Я покосилась на Добронегу, ожидая, что она хоть здесь вмешается. А что, если они вправду друг друга убьют? Это же будет настоящая катастрофа. Радим от одной-то беды неизвестно как оправится! Но Добронега молча смотрела в землю. Я попыталась вдохнуть полной грудью, потому что внезапно почувствовала дурноту, и закашлялась. Со мной это иногда случалось.

Все обернулись в мою сторону. Вадим смотрел пристально, словно я только что совершила диверсию, Ростислав — напряженно.

— А мне что так, что так головы не сносить, — озвучил свою мысль Вадим, глядя прямо на меня. — Князь крут, сами знаете.

Мне вдруг стало невероятно жалко этого воина, который просто выполнял приказ. Ведь он не желал нам зла. Лязгнул меч, и я вздрогнула. Но оказалось, что это Ростислав всего лишь вложил свой меч в ножны.

— Князь не узнает. — Смуглая рука опустилась на плечо в синем плаще. — Они быстро. Да, Добронега?

— Мы быстро, — откликнулась Добронега и устало улыбнулась: — Спасибо, Вадим. Я этого не забуду.

Вадим дернул плечом, сбрасывая ладонь Ростислава, но было видно, что напряжение спало.

Добронега потянула меня по двору вдоль забора, и я быстро пошла за ней, все еще оглядываясь на воинов. Ростислав, склонив голову набок, разглядывал Вадима, а тот ковырял землю носком сапога. Второй свирский воин подпирал плечом запертую калитку.

Я шла за Добронегой, стараясь не думать о том, что сейчас произошло, и вместе с тем понимая, что звук, с которым меч покидает ножны, и то, как в мгновение ока обычные мужчины превратились в воинов, готовых убивать, я забуду очень нескоро.

Оказалось, что двор вовсе не прямоугольный: забор уходил влево, огибая скрытую от посторонних глаз часть двора. Стоило мне свернуть за Добронегой, как все мысли тут же вылетели из головы. Здесь стояло что-то похожее на телегу. Только вместо колес днище подпирали толстые пни. «Телегу» оплетала деревянная решетка. Прутья были связаны веревками в местах перекрестиев. По большому счету, прутья можно было бы распилить, а веревки разрезать, но пленникам вряд ли оставляли кинжалы.

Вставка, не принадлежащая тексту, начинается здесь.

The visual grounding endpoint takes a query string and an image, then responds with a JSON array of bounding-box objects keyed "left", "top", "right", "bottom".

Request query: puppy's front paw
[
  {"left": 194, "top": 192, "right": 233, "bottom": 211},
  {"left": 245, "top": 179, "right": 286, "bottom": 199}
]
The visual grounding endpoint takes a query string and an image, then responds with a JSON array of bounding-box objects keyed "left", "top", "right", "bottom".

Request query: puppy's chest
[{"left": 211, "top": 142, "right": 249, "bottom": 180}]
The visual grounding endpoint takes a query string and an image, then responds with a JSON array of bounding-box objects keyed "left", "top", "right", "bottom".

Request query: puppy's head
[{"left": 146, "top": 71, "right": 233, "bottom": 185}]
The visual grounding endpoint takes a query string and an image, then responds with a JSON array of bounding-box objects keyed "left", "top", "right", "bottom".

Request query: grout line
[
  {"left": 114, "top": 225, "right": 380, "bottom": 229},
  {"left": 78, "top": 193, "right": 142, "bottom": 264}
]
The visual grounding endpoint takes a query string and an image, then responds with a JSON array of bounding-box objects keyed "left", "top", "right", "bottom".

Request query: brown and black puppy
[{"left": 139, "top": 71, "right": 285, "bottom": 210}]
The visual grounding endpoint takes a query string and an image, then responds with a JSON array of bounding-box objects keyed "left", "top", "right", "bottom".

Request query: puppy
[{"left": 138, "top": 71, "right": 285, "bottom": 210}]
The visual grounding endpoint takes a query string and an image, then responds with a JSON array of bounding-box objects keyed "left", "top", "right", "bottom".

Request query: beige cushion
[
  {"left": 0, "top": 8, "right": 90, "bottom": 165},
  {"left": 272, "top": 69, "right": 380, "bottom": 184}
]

Я прокручивала эти нелепые мысли в голове, изучая клеть и всеми силами оттягивая момент, когда придется смотреть на Альгидраса. Я ведь ничем не могла ему помочь. Как же я буду жить, если с ним что-то случится?! И дело даже не в какой-то там любви! Мою душу жгло осознание того, что трагедия свершается прямо сейчас, на моих глазах, а я стою в стороне и ничего не делаю. Как тогда у погребальных костров.

Наконец я решилась посмотреть на хванца. Он сидел на полу у самой решетки, высунув правую руку наружу, и Добронега обрабатывала его запястье. Вот уж кто не рефлексировал, а действовал. Приблизившись почти вплотную к клети, я стала наблюдать, как Добронега ловко накладывает повязку поверх густого слоя мази.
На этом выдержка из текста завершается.